Fire Buffs promote the general welfare of the fire and rescue service and protect its heritage and history. Famous Fire Buffs through the years include Edward VII, who maintained a kit at a London fire station.

"THE RESCUE" - 1855

"THE RESCUE" - 1855

October 02, 2008


In the days before the London Fire Brigade, the Great Fire of London raged for five days during September 1666 - demonstrating the inadequacy of informal bucket brigades.

The conflagration started at the king's bakery on Pudding Lane.

According to the London Fire Brigade's web site, flames destroyed 13,200 houses, 87 parish churches and a variety of other buildings - including The Royal Exchange, The Guild Hall and the original St. Paul’s Cathedral.

``The death toll was six people, yet a great many others died through indirect causes,'' such as exposure during the harsh winter that followed, according to the brigade's web site.

Just the same, ``There were some benefits of the fire,'' the web site said. ``One of these was that the black plague which had killed many people was eliminated by the burning down of diseased, rat-infested properties.''


From Port Cities web site

Towards the end of the 17th century, an insurance industry began to develop in London.
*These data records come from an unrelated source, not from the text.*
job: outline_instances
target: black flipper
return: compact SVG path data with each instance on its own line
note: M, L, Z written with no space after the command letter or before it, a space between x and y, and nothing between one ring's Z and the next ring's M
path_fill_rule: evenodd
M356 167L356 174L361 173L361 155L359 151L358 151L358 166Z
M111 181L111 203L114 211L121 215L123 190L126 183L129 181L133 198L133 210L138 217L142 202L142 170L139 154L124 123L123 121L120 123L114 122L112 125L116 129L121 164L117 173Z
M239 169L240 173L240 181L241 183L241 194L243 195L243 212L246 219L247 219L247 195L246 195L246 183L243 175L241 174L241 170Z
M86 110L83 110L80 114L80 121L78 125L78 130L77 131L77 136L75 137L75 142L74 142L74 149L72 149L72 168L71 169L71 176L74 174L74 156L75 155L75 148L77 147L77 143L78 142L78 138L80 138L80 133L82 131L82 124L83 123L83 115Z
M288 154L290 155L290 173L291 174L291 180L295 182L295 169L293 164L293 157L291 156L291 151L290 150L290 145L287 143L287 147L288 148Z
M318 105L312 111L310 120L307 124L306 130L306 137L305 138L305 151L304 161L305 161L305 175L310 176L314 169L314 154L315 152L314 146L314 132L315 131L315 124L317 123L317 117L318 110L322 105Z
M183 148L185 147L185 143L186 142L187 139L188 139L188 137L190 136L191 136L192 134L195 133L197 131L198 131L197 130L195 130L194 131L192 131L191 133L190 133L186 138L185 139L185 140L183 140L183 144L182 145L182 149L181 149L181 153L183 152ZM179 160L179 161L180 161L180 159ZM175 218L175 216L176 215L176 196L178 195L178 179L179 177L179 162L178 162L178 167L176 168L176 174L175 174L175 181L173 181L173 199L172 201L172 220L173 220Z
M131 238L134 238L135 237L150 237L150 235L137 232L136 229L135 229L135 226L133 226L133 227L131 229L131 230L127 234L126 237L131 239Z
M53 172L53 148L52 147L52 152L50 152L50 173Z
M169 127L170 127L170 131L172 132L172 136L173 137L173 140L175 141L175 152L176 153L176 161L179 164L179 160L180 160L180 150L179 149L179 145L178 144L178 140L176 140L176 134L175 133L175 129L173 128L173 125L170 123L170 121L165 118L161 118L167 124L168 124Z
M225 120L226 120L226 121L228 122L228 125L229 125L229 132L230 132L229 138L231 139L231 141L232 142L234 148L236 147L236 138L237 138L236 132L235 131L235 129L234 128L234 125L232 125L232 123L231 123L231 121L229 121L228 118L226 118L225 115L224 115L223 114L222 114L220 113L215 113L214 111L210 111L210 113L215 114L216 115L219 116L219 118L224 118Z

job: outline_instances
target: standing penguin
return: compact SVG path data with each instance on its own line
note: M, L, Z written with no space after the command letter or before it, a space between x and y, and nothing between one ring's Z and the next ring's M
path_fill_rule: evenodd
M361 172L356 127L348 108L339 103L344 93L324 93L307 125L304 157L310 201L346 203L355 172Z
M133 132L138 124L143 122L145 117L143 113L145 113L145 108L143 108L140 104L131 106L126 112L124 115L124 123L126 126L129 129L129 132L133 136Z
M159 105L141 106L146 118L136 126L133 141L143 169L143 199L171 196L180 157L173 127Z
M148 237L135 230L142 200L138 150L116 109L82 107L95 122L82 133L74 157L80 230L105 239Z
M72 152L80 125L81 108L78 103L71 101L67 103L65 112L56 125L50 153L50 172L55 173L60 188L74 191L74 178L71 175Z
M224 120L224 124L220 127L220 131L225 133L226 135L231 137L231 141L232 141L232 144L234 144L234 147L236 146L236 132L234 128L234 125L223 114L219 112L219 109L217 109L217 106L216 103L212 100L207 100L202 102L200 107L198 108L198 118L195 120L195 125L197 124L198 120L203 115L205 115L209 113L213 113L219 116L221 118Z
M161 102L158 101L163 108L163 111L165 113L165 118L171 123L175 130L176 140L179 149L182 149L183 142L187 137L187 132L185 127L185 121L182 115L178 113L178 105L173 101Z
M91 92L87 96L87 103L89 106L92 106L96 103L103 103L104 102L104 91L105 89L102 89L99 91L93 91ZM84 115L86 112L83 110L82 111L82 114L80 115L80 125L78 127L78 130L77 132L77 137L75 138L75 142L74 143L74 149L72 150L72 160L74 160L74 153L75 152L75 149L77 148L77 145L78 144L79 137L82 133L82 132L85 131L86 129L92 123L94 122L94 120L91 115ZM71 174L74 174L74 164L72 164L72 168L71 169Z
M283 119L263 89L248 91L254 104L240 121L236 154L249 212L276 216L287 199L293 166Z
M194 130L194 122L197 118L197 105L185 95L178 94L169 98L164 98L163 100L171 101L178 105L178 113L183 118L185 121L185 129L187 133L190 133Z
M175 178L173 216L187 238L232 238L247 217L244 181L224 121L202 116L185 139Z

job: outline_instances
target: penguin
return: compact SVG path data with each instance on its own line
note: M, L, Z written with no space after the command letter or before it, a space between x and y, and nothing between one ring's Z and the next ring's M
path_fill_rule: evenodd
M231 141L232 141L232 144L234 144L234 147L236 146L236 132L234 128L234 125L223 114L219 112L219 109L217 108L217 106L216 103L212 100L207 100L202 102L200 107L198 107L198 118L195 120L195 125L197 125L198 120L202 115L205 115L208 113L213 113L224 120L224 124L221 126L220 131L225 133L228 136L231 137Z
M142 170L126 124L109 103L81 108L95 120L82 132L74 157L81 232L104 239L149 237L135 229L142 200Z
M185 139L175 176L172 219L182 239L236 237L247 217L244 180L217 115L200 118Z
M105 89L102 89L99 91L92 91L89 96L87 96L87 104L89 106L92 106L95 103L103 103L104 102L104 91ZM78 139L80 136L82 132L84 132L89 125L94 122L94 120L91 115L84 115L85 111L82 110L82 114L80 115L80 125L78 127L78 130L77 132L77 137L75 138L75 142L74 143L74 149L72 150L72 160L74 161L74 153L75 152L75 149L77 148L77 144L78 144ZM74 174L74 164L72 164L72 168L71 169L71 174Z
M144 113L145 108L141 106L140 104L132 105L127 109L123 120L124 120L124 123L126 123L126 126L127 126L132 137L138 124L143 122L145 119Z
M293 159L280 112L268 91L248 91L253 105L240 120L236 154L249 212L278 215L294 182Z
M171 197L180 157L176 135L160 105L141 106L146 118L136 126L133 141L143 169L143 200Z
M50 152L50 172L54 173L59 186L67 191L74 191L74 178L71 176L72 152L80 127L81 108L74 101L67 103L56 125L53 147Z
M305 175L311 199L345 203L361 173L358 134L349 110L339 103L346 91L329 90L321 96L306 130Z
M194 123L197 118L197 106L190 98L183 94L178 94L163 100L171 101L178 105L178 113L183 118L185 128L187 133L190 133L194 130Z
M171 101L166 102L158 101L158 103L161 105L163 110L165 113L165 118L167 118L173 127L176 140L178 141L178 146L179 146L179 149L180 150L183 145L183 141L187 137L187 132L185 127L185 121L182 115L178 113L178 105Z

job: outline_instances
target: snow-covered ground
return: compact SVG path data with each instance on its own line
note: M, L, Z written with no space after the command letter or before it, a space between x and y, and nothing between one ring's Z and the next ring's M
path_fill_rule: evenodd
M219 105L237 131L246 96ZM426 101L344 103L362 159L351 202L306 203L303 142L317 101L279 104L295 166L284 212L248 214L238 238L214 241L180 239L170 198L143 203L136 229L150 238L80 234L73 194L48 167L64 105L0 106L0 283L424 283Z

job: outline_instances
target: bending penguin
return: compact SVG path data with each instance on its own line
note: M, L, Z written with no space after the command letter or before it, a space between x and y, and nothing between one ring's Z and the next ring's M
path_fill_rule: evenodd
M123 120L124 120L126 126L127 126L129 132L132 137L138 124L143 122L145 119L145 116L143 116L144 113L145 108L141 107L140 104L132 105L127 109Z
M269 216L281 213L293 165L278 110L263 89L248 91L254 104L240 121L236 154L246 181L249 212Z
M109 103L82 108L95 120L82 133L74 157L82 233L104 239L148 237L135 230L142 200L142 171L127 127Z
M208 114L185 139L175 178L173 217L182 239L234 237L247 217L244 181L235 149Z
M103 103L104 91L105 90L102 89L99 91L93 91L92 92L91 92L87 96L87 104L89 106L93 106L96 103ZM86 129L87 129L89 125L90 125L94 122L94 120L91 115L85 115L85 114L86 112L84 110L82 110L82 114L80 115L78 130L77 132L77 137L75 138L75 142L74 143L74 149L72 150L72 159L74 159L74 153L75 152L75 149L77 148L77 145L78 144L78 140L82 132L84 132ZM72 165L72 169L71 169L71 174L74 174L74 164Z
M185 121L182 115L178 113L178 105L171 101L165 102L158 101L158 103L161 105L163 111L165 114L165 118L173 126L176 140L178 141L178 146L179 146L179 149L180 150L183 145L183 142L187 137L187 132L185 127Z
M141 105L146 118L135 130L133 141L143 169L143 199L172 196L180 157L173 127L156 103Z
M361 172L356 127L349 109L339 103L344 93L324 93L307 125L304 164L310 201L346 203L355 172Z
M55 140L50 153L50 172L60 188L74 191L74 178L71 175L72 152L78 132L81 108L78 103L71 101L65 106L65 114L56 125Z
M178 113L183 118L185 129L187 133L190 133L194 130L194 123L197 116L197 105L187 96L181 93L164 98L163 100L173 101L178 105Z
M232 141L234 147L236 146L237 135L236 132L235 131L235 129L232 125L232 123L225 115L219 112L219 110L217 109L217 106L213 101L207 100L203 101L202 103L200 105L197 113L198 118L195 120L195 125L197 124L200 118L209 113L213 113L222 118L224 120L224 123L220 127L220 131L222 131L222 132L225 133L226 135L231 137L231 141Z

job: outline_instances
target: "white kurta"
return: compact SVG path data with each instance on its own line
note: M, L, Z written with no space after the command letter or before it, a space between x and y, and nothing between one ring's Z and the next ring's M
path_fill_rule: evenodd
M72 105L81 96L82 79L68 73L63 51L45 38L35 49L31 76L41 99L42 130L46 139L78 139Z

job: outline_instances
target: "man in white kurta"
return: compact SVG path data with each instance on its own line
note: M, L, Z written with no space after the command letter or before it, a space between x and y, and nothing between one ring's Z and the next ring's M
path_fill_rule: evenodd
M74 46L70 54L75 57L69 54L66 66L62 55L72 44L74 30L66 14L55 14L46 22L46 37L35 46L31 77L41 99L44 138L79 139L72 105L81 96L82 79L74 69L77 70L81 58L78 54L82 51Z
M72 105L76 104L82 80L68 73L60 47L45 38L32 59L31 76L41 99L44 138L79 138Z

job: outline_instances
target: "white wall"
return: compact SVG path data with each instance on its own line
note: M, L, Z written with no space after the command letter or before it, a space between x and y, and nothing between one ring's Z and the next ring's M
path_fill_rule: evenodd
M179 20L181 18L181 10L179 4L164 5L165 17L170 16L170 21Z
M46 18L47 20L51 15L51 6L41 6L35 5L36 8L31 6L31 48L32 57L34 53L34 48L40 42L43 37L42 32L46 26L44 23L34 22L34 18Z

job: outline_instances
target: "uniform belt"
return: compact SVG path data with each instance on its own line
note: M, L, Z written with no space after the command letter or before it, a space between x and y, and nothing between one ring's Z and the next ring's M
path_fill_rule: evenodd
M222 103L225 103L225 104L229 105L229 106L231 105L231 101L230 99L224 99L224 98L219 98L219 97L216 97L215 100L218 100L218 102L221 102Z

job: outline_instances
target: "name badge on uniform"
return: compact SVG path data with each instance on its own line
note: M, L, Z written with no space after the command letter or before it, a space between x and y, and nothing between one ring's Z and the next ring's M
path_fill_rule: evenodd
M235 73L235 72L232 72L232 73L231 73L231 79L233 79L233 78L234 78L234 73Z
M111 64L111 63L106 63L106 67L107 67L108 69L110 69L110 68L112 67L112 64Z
One branch of the industry became involved in offering fire policies to owners of buildings. Before long, the insurance companies employed their own fire teams - recruited from the Thames watermen - to put out fires at properties they insured.

To distinguish which buildings were covered by their policies, insurance companies devised 'fire marks' - special metal signs to be placed on the facades of insured buildings.

Unfortunately, private enterprise was not really up to the task of protecting the public. As insurance companies were interested in protecting only their clients, they would usually ignore any properties not insured or insured by other firms.

Even when a company's fire crew did turn up at a blaze, they would often leave the building to burn. Although various compromises were reached, it was not a satisfactory situation.

It took more than a century before it became clear that the free market in fire fighting was not providing adequate protection. In 1833, 19 insurance companies banded together to form the London Fire Engine Establishment.

It was headed by James Braidwood, who had pioneered a similar initiative in Edinburgh. The Establishment had 80 full-time officers, popularly known as 'Jimmy Braiders'.